Zaczęliśmy starania w tym cyklu, trzymajcie kciuki, a ja będę trzymała za każdą z Was! 😊
Hejka. 😊 tez niedawno dolaczylam. Jestem po poronieniu samoistnym. Ja wychodze z założenia, ze każdej z was zycze udanego cyklu, aby kazda mogla spełnić się jako mama czy to 1 czy kolejny raz. Nie powiem.. zazdroszcze tym, ktorym udaje się szybko, ale i życzę szczęścia, bo zajsc to jedna kwestia a donieść zdrowo druga.
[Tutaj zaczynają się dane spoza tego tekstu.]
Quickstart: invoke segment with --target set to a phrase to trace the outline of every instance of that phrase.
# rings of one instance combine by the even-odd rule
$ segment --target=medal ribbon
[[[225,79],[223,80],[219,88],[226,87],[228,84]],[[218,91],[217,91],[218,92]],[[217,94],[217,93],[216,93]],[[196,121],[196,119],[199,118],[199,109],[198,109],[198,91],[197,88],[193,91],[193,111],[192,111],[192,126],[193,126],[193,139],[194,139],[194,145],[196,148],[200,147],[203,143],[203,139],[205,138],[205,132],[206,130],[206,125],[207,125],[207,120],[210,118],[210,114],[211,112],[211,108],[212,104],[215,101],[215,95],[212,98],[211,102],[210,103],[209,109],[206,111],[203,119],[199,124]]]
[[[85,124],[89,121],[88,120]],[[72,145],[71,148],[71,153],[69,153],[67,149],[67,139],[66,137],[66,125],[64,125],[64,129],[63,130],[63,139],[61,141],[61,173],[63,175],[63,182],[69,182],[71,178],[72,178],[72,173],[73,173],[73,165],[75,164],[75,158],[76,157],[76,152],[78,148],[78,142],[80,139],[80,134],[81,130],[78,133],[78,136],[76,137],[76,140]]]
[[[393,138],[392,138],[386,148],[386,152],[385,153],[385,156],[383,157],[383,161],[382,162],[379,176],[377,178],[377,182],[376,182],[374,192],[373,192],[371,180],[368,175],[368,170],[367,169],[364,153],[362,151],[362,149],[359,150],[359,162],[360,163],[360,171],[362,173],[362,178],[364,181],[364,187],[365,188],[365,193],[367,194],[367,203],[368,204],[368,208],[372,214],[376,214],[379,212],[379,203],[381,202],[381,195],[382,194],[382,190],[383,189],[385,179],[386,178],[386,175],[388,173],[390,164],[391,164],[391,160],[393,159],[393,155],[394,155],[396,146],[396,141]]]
Ale porażki moje nauczyly mnie ze trzeba walczyć, duzo sie seksic i wierzyć, ze bedzie dobrze! 🤩
 
To jest straszne, czuję taką bezsilność, złość, strach :(
Powiem szczerze... chciałabym byc w ciąży, ale wychowywać dziecko niepełnosprawne to jest wyczyn. Raz ze wydatki, dwa wieczne uzależnienie tego dziecka od rodziców. To straszne, ze nie możemy mieć prawa wyboru. Podziwiam rodzicow, ktorzy wychowują chore dzieci, ale ja tak nie chce. Chc3 aby moje drugie dziecko bylo tak zdrowe jak moja córka, tak radosne a rząd ogranicza nas, robi z nas inkubatory. Uwazam, ze aborcja powinna byc legalna a dlaczego ? Bo po co mamy patrzec na takie "mafki polki" które zaliczają bibe, chłopaków i bawią się z mopsu. A te dzieci ogladaja wujkow i zyja w patologii. Może gdyby usunela te dzieci by nie cierpiały?
 
reklama
Powodzenia! Jestem przekonana że tym razem się uda! 🍀 A powiedz coś wiecej- przed ostatnia ciążą długo się staraliście? 😊
Dziękujemy, wiem, że z Waszą pomocą na pewno będzie mi dużo lżej 😊 pozwoliłam sobie przeczytać forum troszkę wstecz i to jest naprawdę niesamowite jak tu wszyscy się wspierają, cieszą ze wspólnych sukcesów a smutki przeżywają razem ❤️
Zaczeliśmy się starać od września, ale nie pilnowaliśmy owulacji, po prostu przytulmy się dość często. Pod koniec stycznia dowiedzieliśmy się, że będziemy rodzicami, ale niestety szczęście nie trwało zbyt długo, bo w lutym dostałam plamień, byłam na wizycie u gina, powiedział że niby wszystko dobrze, nie widzi problemów i czasami zdarzają sie plamienia. Kolejnego dnia straciliśmy ciąże.